On the other hand, relativizing somehow the differences between Catholicism and Protestantism accumulated through the ages, we don’t want to fall into the trap of the newer controversy – between “liberal” and “conservative” or “orthodox” Christianity. Here once again we should refer to the previous talk, where diverse expressions of Anglicanism were discussed. When two and a half years ago we set up the blog “Don’t Shoot The Prophet”, one of our goals was to challenge the myth prevailing in Poland that the Episcopal Church is a liberal church. Of course, this is also the church of Bishop Spong or some members of the famous “Jesus Seminar”, who are iconic figures in liberal Christianity. And it is good that it is so, but above all it is a broad church, comprising a multitude of spiritualities and theological visions. In one of the books written by Alan Jones, the former dean of Grace Cathedral in San Francisco, whose visions we often present on our blog, we found a great declaration which also applies to our approach: “I cannot identify either with liberals or conservatives”. We were often labeled as liberals because we support the ordination of women unmercenariesand the inclusiveness of the church towards the LGBT persons. Unfortunately, we can’t help but accept that these things became recently the litmus test of liberal Christianity. But what about our need to build on the tradition of the undivided church of the first centuries, to deal with the ancient creeds? And what about our love for old liturgical traditions? One can hardly consider these as expressions of liberalism. But it is more important than that. Judging by the reactions we receive, we are not the only Poles who try to combine the old and the new and withstand the tension that results from this. Contrary to the comments we received after announcing today’s meeting, we do not aspire to set up yet another “liberal church” nor a “church for the homos”. We dream about a community whose character is best described by the English word “comprehensive”.

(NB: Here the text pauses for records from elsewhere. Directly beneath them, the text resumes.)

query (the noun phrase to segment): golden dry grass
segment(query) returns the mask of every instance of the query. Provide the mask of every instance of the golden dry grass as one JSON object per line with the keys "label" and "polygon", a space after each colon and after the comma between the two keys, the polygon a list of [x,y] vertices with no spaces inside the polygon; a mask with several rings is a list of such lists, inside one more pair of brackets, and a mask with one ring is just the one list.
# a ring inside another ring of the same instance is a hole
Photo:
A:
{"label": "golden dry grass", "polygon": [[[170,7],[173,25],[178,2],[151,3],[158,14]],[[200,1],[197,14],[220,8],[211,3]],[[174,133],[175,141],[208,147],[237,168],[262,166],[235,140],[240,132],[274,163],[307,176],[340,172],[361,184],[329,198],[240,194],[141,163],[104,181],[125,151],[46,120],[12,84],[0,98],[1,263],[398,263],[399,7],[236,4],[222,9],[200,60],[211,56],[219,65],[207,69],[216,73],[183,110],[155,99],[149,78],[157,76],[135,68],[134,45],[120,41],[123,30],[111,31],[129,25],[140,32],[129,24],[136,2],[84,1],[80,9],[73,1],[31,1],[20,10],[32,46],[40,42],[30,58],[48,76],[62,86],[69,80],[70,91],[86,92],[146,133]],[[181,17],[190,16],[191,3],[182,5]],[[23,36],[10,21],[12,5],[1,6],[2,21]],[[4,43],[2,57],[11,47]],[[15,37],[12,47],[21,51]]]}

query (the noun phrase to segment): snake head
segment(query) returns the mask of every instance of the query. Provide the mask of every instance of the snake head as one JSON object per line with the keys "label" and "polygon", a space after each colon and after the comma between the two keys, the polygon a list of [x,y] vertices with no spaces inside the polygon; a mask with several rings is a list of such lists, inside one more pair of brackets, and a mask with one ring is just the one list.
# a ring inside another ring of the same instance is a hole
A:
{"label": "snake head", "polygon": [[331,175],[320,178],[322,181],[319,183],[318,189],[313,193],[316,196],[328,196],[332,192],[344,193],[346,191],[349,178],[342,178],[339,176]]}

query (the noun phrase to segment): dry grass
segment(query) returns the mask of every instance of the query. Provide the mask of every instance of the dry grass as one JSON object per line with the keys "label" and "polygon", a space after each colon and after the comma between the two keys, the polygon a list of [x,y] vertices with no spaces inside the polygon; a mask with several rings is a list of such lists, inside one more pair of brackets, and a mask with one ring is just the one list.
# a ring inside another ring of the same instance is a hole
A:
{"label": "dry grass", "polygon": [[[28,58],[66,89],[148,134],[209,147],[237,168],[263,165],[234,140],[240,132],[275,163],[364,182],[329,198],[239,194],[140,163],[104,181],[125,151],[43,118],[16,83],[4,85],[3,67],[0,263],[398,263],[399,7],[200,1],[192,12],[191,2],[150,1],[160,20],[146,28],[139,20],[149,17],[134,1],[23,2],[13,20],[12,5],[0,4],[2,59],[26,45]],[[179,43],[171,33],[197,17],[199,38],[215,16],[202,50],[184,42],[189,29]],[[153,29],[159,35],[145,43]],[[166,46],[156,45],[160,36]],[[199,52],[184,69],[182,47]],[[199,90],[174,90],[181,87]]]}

Br. Pawel shared a somewhat sad reflection with us in Pulawy, saying that there are churches that started like this and then, regrettably, have fallen into stagnation, and that there us such whose beginnings were less promising in this regard, but which learned over time that comprehensiveness is perhaps not a value in itself, but something very important. The Anglican comprehensiveness was being shaped over the ages in the heat of discussions and arguments. We are still working on it, struggling with still new challenges. And how is it with our desire concerning Polish Episcopalianism that is still coming into being? Regarding different types and forms of spirituality, the Polish Episcopal Network, though still so small, is undoubtedly a broad community. There is place in it for a Methodist, a Mariavite, and many others. There are people of different personalities in it, shaped by various experiences in different places. Undeniably this also leads to tensions, and sometimes even conflicts. Some we can solve better, some worse. At the moment it is still difficult to say whether the dream we described one and a half year ago in Cracow is really starting to come true, but we are without a doubt working for it to come true. It is not an easy work, for openness brings with itself different things. Everybody knowns that if you open all windows and doors at the same time, a draft will ensue. Then you have to decide to close some of them sometimes. It is not nice, but sometimes necessary. I’m still wondering how we’ll manage it.